Further, those of skill in the art will appreciate that the various illustrative logical blocks, modules, circuits, algorithms, and/or steps described in connection with the embodiments disclosed herein may be implemented as electronic hardware, computer software, firmware, or combinations thereof. To clearly illustrate this interchangeability of hardware and software, various illustrative components, blocks, modules, circuits, and steps have been described above generally in terms of their functionality. Whether such functionality is implemented as hardware or software depends upon the particular application and design constraints imposed on the overall system. Skilled artisans may implement the described functionality in varying ways for each particular application, but such implementation decisions should not be interpreted as causing a departure from the scope of the present disclosure.
The methods, sequences and/or algorithms described in connection with the embodiments disclosed herein may be embodied directly in firmware, hardware, in a software module executed by a processor, or in a combination thereof. A software module may reside in RAM memory, flash memory, ROM memory, EPROM memory, EEPROM memory, registers, hard disk, physical and/or virtual disk, a removable disk, a CD-ROM, virtualized system or device such as a virtual server or container, or any other form of storage medium known in the art. An exemplary storage medium is communicatively coupled to the processor (including logic/code executing in the processor) such that the processor can read information from, and write information to, the storage medium. In the alternative, the storage medium may be integral to the processor.

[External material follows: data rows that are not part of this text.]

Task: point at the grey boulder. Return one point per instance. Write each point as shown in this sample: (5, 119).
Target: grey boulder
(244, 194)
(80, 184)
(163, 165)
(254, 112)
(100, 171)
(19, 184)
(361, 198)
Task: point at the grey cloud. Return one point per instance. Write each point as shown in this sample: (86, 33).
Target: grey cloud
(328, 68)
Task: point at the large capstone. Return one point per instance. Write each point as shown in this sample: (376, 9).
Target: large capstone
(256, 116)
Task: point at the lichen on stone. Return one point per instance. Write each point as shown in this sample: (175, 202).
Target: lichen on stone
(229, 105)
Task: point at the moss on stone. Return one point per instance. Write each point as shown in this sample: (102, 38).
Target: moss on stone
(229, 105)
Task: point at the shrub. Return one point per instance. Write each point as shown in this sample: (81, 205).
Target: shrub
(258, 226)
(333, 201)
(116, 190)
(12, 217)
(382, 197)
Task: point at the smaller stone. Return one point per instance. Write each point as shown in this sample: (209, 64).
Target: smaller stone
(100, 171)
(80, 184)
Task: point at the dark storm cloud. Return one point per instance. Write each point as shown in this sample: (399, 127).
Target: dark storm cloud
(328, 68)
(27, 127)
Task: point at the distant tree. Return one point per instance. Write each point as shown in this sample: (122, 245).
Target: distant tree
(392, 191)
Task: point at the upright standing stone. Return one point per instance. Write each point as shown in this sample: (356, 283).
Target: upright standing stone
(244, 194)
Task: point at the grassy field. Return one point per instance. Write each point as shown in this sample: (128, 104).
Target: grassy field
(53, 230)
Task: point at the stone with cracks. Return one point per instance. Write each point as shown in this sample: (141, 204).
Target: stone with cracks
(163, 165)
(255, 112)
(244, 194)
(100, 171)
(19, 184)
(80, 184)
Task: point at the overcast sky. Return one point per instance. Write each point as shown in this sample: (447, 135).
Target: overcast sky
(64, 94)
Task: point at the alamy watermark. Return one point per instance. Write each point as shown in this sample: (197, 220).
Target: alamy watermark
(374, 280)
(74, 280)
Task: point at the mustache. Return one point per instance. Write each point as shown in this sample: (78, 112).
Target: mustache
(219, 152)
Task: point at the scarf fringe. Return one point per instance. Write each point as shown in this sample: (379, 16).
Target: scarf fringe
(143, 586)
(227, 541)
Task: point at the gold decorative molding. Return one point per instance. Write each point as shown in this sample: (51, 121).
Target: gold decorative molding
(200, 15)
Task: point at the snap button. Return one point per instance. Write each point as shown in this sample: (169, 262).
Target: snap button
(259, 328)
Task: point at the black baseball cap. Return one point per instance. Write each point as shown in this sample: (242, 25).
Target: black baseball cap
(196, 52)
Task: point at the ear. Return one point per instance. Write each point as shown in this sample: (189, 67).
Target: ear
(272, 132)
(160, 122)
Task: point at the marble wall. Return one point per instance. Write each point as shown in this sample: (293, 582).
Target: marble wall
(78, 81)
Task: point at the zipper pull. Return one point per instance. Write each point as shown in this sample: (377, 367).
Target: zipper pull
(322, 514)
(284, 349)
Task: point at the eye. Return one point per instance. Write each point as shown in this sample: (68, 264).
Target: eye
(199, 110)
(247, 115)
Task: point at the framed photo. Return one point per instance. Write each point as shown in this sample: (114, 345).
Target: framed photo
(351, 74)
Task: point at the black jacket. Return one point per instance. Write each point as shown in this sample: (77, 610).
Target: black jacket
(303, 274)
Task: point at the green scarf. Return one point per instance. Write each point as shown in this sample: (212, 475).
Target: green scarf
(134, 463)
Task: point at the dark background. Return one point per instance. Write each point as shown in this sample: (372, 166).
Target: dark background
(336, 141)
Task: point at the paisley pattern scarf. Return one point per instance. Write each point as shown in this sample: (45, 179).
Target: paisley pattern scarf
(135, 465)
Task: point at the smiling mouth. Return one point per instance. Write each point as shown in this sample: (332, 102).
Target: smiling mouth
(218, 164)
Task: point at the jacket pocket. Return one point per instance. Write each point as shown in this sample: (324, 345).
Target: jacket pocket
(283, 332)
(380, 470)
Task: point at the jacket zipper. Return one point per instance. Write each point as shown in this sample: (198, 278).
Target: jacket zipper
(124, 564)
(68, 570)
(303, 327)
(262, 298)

While the present disclosure has been described with reference to certain embodiments, it will be noted understood by, for example, those skilled in the art that various changes and modifications could be made and equivalents may be substituted without departing from the scope of the present disclosure as defined, for example, in the appended claims. In addition, many modifications may be made to adapt a particular situation or material to the teachings of the present disclosure without departing from its scope. The functions, steps and/or actions of the method claims in accordance with the embodiments of the disclosure described herein need not be performed in any particular order. Furthermore, although elements of the disclosure may be described or claimed in the singular, the plural is contemplated unless limitation to the singular is explicitly stated. Therefore, it is intended that the present disclosure is not limited to the particular embodiment disclosed, but that the present disclosure will include all embodiments falling within the scope of the appended claims.